Back to the Future III
With the BeatSeeker Liquid Rhythm has another powerful tool on board, whose representation reminds one of the enormous circle of fifths. In this module a pattern can be selected after style and instrument groups. No sooner said than done: One selects a Hi-Hat figure in the sequencer, whereupon the BeatSeeker automatically shows appropriate similar rhythmic samples, which are exchanged immediately by simply selecting it. The BeatSeeker even considers the stylistic arrangement and shows pattern within the same categories. By improvising efficiently an individual rhythm track with consistent styles can be developed very fast here. Genius!
Liquid Rhythm offers many application possibilities and particularly shines with a high fun factor. It has never been so easy to create, in a few seconds a complete rhythm track, that still sounds interesting and in style. All functions can be remote controlled by MIDI mapping. Thus the application is even suitable for concert performances and for live improvisations. A patch for Keith McMillen’s QuNeo is already ready for use, as well as one for Ableton Push. There is an emphasis on a smooth integration with Max4Live in Ableton Live. Here any working on in either of the two programs are reflected directly, in real time, into the other software. Liquid Rhythm acts as a facilitator for the clip editor in Live: an ideal addition to the fast, efficient, and creative production of rhythms.

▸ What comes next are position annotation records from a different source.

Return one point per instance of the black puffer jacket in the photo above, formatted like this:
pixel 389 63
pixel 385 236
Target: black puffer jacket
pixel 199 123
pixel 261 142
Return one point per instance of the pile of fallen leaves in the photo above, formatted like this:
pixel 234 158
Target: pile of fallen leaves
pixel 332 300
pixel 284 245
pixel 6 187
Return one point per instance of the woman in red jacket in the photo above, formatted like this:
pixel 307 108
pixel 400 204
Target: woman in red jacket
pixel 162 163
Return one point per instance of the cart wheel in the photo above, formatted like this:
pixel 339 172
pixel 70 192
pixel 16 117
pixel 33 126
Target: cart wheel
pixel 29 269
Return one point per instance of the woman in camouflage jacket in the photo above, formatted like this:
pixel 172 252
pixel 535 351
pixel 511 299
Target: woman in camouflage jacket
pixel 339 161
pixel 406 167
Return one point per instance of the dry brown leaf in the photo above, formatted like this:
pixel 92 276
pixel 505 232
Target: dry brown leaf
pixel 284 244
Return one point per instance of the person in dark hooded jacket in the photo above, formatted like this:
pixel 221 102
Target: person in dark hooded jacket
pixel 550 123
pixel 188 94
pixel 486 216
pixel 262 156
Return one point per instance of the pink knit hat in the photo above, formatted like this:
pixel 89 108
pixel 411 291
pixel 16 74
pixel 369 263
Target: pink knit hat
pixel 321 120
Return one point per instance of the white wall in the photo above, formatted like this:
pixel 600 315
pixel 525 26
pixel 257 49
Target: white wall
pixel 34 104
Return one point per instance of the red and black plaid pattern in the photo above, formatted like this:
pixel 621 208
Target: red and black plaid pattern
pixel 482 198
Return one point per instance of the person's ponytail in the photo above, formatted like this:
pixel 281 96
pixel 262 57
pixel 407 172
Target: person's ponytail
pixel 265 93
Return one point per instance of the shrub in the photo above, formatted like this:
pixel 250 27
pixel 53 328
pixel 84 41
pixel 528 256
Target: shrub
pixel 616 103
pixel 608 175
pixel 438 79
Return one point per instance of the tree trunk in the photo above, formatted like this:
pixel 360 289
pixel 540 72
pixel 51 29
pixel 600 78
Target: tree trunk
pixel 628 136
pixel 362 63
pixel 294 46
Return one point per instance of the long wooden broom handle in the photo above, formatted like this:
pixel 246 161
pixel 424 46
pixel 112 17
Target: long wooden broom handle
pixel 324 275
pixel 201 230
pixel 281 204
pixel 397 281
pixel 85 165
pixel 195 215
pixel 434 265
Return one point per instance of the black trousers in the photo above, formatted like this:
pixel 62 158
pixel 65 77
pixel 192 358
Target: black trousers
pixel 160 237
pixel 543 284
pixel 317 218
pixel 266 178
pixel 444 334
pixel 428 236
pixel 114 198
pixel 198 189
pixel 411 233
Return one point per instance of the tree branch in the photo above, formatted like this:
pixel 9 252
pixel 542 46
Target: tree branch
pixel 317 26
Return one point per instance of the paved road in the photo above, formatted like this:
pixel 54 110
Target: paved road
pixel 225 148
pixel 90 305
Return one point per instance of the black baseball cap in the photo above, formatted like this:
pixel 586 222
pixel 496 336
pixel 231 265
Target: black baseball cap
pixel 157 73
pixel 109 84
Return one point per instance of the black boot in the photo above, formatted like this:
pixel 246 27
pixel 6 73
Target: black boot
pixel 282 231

Liquid Rhythm shows that a MIDI sequencer in 2013 is by no means “an old hat”. I am actually wondering how I could program MIDI for 30 years without this ingenious application. Liquid Rhythm starts out with a straighforward interface and utilizes music-theoretical competence in working with patterns in a time referenced workflow. Patterns with the finest detail can be developed from scratch within seconds and varied with stylistic elements with confidence – despite the endless possibilities. Thus it makes MIDI programming a joke!